I did a quick Google for IntegerSet and you are in the number one spot, Paul :)
[http://www.google.com/search?hl=en&q=integerset+bitset]
// A cachable, immutable, sorted, threadsafe collection of ints.
interface IntegerSet
{
IntegerSetIterator getIterator();
int size(); //negative numbers could be used to represent estimates?
}
// A single-use thread-unsafe iterator.
interface IntegerSetIterator
{
boolean next();
boolean skipTo(int next);
int currentValue();
}
If _detailed_ explanations of hits are required these should really sit with
the source not the result- i.e. with the Filters. They contain all the match
criteria used to populate IntegerSets and can be thought of more generically
as IntegerSetBuilder.
//Contains criteria to create a set of matching documents. MUST implement
hashcode and equals based on this criteria to enable use as cache keys for
IntegerSets.
interface IntegerSetBuilder extends Serializable
{
IntegerSet build (IndexReader reader)
Explanation explain(int docNr);
}
A single CachingIntegerSetBuilder class would be able to take ANY
IntegerSetBuilder as a source, cache ANY type of IntegerSet they produced and
defer back to the original IntegerSetBuilder for a full and thorough
explanation of a match even when the match occurred on a cached IntegerSet, if
required.
class CachingIntegerSetBuilder implements IntegerSetBuilder
{
private WeakHashMap perIndexReaderCache;
public CachingIntegerSetBuilder(IntegerSetBuilder delegate) {....}
.....
}
The reason for introducing IntegerSetBuilder as a more generic name than
"Filter" is IntegerSets have uses outside of filtering e.g. to do category
counts or clustering. In these use cases they don't actually perform anything
to do with filtering. It may actually be better named DocIdSetBuilder given
that it is tied to Lucene's IndexReader and therefore limited to producing sets
of document ids.
> Decouple Filter from BitSet
> ---------------------------
>
> Key: LUCENE-584
> URL: https://issues.apache.org/jira/browse/LUCENE-584
> Project: Lucene - Java
> Issue Type: Improvement
> Components: Search
> Affects Versions: 2.0.1
> Reporter: Peter Schäfer
> Assignee: Michael Busch
> Priority: Minor
> Attachments: bench-diff.txt, bench-diff.txt, lucene-584-take2.patch,
> lucene-584.patch, Matcher-20070905-2default.patch,
> Matcher-20070905-3core.patch, Matcher-20071122-1ground.patch, Some
> Matchers.zip
>
>
> {code}
> package org.apache.lucene.search;
> public abstract class Filter implements java.io.Serializable
> {
> public abstract AbstractBitSet bits(IndexReader reader) throws IOException;
> }
> public interface AbstractBitSet
> {
> public boolean get(int index);
> }
> {code}
> It would be useful if the method =Filter.bits()= returned an abstract
> interface, instead of =java.util.BitSet=.
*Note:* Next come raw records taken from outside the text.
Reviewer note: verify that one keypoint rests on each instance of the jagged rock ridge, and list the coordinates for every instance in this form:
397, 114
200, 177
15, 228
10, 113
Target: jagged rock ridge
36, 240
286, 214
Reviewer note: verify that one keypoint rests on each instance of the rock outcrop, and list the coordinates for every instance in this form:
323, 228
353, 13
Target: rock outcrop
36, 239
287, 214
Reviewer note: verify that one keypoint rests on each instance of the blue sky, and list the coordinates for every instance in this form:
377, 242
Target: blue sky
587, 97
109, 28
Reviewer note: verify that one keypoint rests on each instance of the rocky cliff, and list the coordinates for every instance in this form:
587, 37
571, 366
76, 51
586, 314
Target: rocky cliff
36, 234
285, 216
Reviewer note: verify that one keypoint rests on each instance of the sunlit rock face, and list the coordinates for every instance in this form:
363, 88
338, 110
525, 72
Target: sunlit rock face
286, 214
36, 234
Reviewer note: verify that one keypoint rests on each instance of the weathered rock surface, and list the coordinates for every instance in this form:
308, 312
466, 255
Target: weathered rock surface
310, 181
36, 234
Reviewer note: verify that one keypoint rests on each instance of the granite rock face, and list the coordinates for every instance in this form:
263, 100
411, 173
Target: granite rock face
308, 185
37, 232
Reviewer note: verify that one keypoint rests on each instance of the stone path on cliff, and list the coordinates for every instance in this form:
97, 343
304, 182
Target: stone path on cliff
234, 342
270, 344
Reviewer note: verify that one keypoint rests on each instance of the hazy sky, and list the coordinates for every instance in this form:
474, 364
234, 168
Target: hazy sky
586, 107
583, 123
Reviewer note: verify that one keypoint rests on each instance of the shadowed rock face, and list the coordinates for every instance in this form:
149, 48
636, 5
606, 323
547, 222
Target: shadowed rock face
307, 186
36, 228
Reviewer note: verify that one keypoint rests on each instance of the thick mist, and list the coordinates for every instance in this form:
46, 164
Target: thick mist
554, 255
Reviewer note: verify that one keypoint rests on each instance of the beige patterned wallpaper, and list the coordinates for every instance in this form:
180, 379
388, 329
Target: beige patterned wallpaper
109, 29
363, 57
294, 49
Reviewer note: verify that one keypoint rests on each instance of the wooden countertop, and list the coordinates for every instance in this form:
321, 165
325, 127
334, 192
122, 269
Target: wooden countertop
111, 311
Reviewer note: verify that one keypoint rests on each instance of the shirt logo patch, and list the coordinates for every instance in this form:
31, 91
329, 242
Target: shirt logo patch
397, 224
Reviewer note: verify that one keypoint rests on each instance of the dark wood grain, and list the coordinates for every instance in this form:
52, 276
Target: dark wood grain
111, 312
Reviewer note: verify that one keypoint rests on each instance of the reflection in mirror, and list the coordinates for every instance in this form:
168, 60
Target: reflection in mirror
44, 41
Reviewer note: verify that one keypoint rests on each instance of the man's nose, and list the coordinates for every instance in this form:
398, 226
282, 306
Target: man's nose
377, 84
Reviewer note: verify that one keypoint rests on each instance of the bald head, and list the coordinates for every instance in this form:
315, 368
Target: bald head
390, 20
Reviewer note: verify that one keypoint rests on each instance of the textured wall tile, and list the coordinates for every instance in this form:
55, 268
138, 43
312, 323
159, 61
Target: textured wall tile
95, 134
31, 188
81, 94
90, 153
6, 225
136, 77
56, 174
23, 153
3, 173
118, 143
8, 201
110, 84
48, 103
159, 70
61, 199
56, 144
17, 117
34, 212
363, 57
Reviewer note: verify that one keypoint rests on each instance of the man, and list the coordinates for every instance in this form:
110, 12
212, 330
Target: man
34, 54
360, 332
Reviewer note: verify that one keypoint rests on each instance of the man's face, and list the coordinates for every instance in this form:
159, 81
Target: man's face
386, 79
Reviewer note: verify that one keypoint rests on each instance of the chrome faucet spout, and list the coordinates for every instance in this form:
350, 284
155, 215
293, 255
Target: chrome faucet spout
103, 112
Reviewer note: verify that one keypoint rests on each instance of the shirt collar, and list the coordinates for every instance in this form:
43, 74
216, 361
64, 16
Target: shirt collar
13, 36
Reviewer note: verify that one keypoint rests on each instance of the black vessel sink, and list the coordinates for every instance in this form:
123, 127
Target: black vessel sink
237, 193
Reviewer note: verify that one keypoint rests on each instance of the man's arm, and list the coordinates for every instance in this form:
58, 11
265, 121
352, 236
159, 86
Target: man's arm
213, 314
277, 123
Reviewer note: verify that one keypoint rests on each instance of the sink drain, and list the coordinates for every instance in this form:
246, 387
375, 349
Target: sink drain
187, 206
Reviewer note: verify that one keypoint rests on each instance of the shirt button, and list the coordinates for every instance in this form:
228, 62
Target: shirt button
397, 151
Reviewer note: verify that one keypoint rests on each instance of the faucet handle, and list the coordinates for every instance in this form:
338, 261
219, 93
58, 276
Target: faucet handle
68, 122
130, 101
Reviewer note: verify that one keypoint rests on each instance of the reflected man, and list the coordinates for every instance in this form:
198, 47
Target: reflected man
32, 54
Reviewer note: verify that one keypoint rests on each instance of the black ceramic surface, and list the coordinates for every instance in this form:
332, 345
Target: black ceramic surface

> Use case: there is a very large index, and, depending on the user's
> privileges, only a small portion of the index is actually visible.
> Sparsely populated =java.util.BitSet=s are not efficient and waste lots of
> memory. It would be desirable to have an alternative BitSet implementation
> with smaller memory footprint.
> Though it _is_ possibly to derive classes from =java.util.BitSet=, it was
> obviously not designed for that purpose.
> That's why I propose to use an interface instead. The default implementation
> could still delegate to =java.util.BitSet=.